An anxiety treatment without major side-effects

Amminger adds the patients all displayed a strong tolerance for cannabidiol during the study. The most common side-effects were mild sedation and fatigue. This happened when study authors increased the cannabidiol doses, but the symptoms usually went away after a couple of days.

“We did not see side-effects like suicidal thoughts, irritability or sleep problems, which are not uncommon in people taking SSRIs (selective serotonin reuptake inhibitor),” notes Amminger.

Researchers observed the reduction in anxiety symptoms on two different scales. The Hamilton Anxiety Rating, which is a clinician-rated scale, saw a 50.7-percent decrease in anxiety symptoms. Meanwhile, the Overall Anxiety Severity and Impairment Scale, which is a self-rated scale, saw a 42.6-percent decrease. Participants filled in a questionnaire on symptoms such as panic attacks, situational anxieties, worries, and flashbacks.

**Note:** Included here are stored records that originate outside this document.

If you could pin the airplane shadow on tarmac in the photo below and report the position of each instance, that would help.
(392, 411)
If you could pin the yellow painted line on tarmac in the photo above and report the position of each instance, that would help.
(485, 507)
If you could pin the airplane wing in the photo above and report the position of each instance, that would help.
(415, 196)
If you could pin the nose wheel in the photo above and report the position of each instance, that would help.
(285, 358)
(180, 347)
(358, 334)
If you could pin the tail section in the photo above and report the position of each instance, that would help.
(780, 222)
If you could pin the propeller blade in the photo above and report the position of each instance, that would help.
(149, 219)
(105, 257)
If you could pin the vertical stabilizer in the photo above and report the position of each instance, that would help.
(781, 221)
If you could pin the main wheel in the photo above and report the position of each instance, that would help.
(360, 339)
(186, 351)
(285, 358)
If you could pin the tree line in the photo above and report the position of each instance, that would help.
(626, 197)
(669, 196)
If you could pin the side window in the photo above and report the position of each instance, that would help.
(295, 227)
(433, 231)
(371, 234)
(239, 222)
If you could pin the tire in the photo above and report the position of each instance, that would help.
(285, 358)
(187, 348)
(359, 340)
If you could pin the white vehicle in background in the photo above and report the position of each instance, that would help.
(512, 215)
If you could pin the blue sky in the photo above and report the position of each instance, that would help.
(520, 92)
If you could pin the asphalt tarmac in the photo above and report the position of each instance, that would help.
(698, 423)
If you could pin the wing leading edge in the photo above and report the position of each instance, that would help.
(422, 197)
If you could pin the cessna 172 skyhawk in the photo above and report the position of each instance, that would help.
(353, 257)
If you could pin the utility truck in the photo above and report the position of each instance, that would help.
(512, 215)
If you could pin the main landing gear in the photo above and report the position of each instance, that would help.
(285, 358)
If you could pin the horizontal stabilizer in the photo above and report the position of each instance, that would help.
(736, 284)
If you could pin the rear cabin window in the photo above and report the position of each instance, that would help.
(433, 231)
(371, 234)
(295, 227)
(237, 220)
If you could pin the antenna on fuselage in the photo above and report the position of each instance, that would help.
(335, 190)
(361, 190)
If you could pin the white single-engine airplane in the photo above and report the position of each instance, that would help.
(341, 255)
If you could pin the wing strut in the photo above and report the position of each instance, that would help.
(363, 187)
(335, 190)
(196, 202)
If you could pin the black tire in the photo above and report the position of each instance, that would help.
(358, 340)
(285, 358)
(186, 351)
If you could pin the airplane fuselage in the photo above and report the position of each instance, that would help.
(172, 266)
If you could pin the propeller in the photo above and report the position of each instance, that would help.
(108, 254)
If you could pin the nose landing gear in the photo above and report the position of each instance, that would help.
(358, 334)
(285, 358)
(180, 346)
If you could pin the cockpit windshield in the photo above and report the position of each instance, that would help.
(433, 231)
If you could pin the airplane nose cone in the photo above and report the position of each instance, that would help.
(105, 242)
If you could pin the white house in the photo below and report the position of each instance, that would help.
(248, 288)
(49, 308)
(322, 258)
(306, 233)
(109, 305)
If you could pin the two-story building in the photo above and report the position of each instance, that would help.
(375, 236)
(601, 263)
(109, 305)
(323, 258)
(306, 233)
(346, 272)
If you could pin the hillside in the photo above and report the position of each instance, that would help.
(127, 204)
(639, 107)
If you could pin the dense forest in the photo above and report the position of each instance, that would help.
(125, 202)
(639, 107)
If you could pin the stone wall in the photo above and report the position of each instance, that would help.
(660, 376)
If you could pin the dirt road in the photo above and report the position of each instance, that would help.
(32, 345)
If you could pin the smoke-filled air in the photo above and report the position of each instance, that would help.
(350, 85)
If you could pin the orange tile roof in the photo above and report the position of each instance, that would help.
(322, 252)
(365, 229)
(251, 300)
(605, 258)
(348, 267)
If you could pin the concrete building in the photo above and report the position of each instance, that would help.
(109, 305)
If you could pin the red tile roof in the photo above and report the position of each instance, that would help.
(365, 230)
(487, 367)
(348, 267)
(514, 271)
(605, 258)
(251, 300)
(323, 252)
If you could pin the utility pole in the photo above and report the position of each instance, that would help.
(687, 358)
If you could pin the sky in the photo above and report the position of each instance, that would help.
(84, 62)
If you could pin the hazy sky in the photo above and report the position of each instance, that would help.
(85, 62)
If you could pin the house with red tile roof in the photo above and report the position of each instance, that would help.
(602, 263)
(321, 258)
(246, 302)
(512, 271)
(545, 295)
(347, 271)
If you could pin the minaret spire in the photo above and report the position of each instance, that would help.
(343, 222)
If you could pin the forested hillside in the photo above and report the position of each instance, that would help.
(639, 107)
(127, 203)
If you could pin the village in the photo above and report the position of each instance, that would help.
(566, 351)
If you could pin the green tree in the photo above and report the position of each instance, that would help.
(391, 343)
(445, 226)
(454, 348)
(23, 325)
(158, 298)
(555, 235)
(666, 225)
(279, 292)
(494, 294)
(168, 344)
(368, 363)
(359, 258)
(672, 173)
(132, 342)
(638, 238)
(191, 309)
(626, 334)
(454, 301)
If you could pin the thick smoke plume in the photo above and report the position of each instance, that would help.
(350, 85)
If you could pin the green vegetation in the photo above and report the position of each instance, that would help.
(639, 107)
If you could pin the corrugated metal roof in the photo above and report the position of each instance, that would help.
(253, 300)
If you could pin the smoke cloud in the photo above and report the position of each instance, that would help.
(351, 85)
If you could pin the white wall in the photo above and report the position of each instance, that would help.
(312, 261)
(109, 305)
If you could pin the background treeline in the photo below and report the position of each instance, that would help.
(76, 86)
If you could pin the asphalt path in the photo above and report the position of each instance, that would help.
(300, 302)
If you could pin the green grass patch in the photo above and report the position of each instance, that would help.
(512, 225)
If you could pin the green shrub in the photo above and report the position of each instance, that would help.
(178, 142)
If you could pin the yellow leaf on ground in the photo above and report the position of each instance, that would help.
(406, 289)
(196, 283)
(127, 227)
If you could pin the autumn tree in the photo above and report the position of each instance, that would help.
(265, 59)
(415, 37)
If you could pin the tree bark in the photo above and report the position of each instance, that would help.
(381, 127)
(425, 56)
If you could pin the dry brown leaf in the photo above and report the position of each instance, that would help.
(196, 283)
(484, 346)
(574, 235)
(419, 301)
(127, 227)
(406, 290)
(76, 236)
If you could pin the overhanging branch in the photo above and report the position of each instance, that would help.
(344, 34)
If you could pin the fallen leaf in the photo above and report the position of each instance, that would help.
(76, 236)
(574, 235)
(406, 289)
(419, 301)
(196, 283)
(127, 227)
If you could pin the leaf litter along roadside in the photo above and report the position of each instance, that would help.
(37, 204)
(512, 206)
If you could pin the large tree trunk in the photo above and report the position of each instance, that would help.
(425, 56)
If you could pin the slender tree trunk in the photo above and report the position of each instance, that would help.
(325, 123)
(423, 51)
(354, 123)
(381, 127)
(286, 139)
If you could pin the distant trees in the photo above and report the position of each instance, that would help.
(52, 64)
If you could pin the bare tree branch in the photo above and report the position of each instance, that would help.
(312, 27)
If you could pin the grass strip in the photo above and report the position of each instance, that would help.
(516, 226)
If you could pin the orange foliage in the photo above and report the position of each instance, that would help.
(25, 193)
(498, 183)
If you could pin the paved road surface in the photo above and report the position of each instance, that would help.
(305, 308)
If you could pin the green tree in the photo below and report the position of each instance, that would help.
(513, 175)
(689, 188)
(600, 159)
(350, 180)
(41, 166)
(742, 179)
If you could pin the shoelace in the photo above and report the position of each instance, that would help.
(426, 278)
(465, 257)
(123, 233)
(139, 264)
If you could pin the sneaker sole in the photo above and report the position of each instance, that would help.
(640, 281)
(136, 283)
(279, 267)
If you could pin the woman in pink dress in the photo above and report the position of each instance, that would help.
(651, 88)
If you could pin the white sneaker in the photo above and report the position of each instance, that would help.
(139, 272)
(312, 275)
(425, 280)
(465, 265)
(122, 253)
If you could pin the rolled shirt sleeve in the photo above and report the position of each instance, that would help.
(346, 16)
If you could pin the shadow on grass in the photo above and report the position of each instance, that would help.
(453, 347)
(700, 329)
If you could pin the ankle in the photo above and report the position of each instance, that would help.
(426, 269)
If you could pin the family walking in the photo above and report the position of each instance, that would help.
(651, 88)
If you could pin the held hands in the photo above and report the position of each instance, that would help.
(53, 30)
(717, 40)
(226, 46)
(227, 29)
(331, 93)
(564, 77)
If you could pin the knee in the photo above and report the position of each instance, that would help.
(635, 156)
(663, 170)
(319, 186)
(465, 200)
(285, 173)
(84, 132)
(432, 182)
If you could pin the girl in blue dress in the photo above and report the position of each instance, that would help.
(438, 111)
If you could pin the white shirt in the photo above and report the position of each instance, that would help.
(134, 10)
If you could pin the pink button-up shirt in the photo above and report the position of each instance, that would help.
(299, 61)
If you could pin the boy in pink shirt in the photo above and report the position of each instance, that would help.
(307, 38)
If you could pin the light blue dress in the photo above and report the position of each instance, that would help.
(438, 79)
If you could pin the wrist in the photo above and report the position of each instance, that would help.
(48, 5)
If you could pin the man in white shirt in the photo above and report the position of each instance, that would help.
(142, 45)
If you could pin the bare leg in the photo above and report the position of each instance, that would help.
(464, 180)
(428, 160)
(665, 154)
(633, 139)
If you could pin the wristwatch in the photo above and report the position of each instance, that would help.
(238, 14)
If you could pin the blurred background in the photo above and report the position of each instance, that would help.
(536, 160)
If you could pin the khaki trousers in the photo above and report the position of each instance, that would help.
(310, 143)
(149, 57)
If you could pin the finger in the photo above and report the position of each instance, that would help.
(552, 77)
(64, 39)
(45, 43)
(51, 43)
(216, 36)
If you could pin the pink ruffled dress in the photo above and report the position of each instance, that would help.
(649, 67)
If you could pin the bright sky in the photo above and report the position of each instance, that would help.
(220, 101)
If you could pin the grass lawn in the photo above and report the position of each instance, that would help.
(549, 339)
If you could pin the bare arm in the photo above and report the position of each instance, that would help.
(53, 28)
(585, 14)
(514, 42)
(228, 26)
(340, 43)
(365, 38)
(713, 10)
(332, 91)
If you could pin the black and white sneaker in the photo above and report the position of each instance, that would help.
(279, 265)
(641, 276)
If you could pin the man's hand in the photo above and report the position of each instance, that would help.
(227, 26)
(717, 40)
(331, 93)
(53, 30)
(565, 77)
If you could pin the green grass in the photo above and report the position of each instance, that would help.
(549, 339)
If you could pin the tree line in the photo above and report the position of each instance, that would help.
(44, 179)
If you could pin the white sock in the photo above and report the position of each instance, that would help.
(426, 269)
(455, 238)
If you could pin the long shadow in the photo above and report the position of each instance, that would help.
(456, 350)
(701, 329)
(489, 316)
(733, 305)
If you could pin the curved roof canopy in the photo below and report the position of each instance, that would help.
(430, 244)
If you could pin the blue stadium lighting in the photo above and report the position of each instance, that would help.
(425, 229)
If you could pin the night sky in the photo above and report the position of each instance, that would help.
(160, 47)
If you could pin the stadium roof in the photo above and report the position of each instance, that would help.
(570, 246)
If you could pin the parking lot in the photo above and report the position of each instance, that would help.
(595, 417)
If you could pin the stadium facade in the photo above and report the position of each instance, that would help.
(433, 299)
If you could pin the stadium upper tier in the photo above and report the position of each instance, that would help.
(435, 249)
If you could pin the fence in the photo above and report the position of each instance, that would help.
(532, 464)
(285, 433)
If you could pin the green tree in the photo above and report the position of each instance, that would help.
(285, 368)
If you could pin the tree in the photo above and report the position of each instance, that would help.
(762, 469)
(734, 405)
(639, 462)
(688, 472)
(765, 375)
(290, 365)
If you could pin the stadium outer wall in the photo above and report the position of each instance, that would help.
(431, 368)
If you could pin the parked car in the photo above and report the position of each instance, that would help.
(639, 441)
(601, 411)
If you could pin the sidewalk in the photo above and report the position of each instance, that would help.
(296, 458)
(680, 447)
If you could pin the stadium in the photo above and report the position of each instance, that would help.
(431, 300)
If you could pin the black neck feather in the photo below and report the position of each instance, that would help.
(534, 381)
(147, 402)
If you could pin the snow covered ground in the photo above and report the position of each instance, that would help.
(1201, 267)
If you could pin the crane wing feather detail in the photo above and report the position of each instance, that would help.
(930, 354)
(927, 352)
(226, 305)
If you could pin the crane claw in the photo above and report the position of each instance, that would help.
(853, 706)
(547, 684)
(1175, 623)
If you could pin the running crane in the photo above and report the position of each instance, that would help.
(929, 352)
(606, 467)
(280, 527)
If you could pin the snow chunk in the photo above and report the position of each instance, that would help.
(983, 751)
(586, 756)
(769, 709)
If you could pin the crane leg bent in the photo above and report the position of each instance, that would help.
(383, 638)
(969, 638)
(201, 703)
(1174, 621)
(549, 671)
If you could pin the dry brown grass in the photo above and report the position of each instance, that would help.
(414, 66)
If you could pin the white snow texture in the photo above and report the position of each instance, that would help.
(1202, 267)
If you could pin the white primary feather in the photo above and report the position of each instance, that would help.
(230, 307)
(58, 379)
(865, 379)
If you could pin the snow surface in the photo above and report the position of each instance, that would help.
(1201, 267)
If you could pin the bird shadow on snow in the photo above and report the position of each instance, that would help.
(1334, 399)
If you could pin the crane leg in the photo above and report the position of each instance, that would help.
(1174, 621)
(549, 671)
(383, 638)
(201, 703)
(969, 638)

“We’re seeing more and more young people experiencing anxiety — it’s the fastest growing form of mental ill-health in young people and we urgently need innovation in treatment,” says Patrick McGorry, study co-investigator and professor and executive director at Orygen. “Cannabidiol is a promising treatment option which appears safe and effective. We need further research to confirm this and explore its value.”

One of the top aspects in using cannabidiol is that it’s not addictive, says Amminger. It doesn’t manifest any neurological or psychiatric symptoms and doesn’t induce any significant side-effects.

“Cannabidiol is non-intoxicating and doesn’t contain tetrahydrocannabinol (THC) so it doesn’t cause alterations in thinking and perception, it doesn’t make you ‘high’ and it’s not addictive. In fact, cannabidiol has been used to treat addictive behaviors in other research trials and can reduced some of the adverse and intoxicating effects of THC,” explains Amminger.

The study is published in the Journal of Clinical Psychiatry.